When Kenya's electoral commission announced on August 11 that President Uhuru Kenyatta had won another five-year term with over 54% of the vote, observer teams from the African Union, the European Union, Commonwealth Election Observer Group led by Ghana's former President John Dramani Mahama, as well as the highly respected US-based Carter Center, led by former Secretary of State John Kerry, unanimously gave the process a clean bill of health.
However, not everyone was happy. Raila Odinga, leader of the opposition National Super Alliance party, (NASA), declared the election a sham as soon as the results began coming in. In spite of the opposition's protests, Chairman of the Kenyan Independent Electoral and Boundaries Commission (IEBC) Wanyonyi Wafula Chebukati on August 11 declared for incumbent President Uhuru Kenyatta to continue another 5-year term.
Mr. Odinga, 72, not satisfied, filed a petition at the Supreme Court on August 18, asking the court to annul the polls results and order a re-vote. The petition claims, among other things, that nearly half of all votes cast had been tampered with; that NASA's agents, who were entitled by law to observe the voting and counting, had been thrown out of polling stations in Kenyatta strongholds; and that secret, unofficial polling stations had transmitted fake votes. And that is what the court has done precisely. The results have been annulled a re-election ordered.

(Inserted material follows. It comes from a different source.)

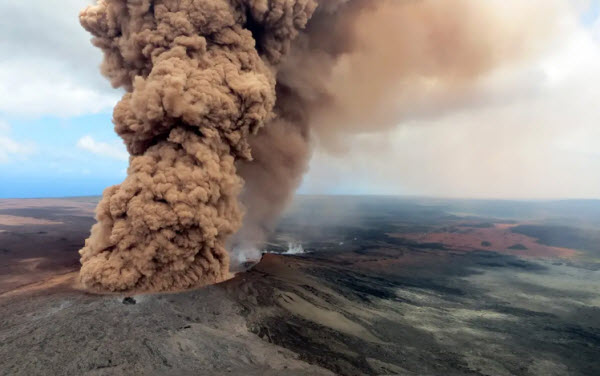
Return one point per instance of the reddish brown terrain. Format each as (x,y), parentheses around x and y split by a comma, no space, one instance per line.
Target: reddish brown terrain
(498,237)
(385,286)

On August 29, the court registrar reported that some 5 million votes, enough to affect the outcome, were not verified.
Under the Kenyan constitution, no one is sworn in as President during the pendency of the petition. The petition was decided in 14 days and has to be decided by the full bench made up of only seven judges including the Chief Justice. Under the rules, unconstitutional means unconstitutional. Because a previous election (2007) plunged the country into civil war, Kenyans consider an election as a process not an event.
Opposition leader Raila Odinga and his NASA after providing incontrovertible evidence that the whole election was rigged has been able to get the Supreme Court to nullify the August 8 re-election of Uhuru Kenyatta. The court has ordered a re-run within 60 days.
The Kenyan Supreme Court agrees with the petitioner that the presidential election was not conducted in accordance with the constitution and that there were widespread irregularities.
We see the Kenyan Supreme Court's decision as a historic move that is going to be a guiding post for many countries in Africa when they face identical election rigging situations. Ghana got a similar chance in 2013 but for some strange reasons blew that chance to make Africa great. In fact that action by the Supreme Court appeared to have emboldened other African leaders who are in the habit of rigging elections using their respective electoral commissions. However, thankfully, the Kenyans have proven that a rigged election results can be overturned after all.
What Chief Justice Maraga of Kenya and his gallant colleagues have done has shown that International Observers do not always tell the full story. They have been caught pants down if you have followed the Kenyan example.
Also, we saw that ICT in elections presents severe risks and it is up to Election bodies to manage the ICT risks. Election bodies must include political parties and citizens throughout the whole process to avoid rigging with its negative consequences.
The development in Kenya signals that Africa is on the right trajectory. The efficiency with which Kenya’s Supreme Court addressed the Presidential petition is admirable. The issues that the Justices had to resolve were complex and the evidence on hacking and troubled votes was dazzling. This is a courageous decision bound to inspire other countries and help purify the sanctity of the ballot in Africa.